Humans are wired for short-term gratification and comfort-seeking behaviors. As documented by a Harvard University dissertation study of The Marshmallow Test, there are no significant cognitive, behavioral, and demographic factors that correlate with delayed gratification. The significance of pleasure-seeking behavior is relevant to wearable device designers because sensor accuracy and clinical validation don’t matter if patients don’t pick up, put on, or otherwise proactively engage with the devices. You can’t push an alert button after a fall if you aren’t wearing the device and you can’t track your steps if you don’t put on a fitness wearable. Advances in passive sensor technologies, however, may be the best answer to patient noncompliance.

Emerald Innovation, an artificial intelligence analytics startup by students from MIT’s Computer Science and Artificial Intelligence Laboratory (CSAIL) is developing non-contact wireless sensor technology that works with machine learning algorithms to overcome patient adherence issues.

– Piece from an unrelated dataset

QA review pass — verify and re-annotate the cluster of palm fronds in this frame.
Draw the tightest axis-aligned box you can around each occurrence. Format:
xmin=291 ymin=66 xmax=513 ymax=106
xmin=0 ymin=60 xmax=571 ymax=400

Emerald published a paper that demonstrates that its through-wall human pose estimation is “almost as accurate as the vision-based system used to train it.” Emerald’s tech employs radio signals to estimate 2D poses. Frequencies in the Wi-Fi range bounce off human bodies, allowing human movement monitoring. Emerald uses RF-Pose, a neural network with a wireless signal 1,000 times less powerful than Wi-Fi but still capable of estimating human skeleton position through walls. According to Emerald, the AI data derived from RF-Pose can reveal mobility, gait, daily living activities, respiration, sleep quality, and sleep stages.

Emerald is currently developing applications that use its passive through-wall sensing and AI metrics with sleep disorders, musculoskeletal disorders, pulmonary disease, and neurological diseases. Applications of similar technologies were developed at MIT in the early 2000s for intelligence and military applications, but as wireless sensing and AI continue to improve, passive sensing may be the best response to patient noncompliance.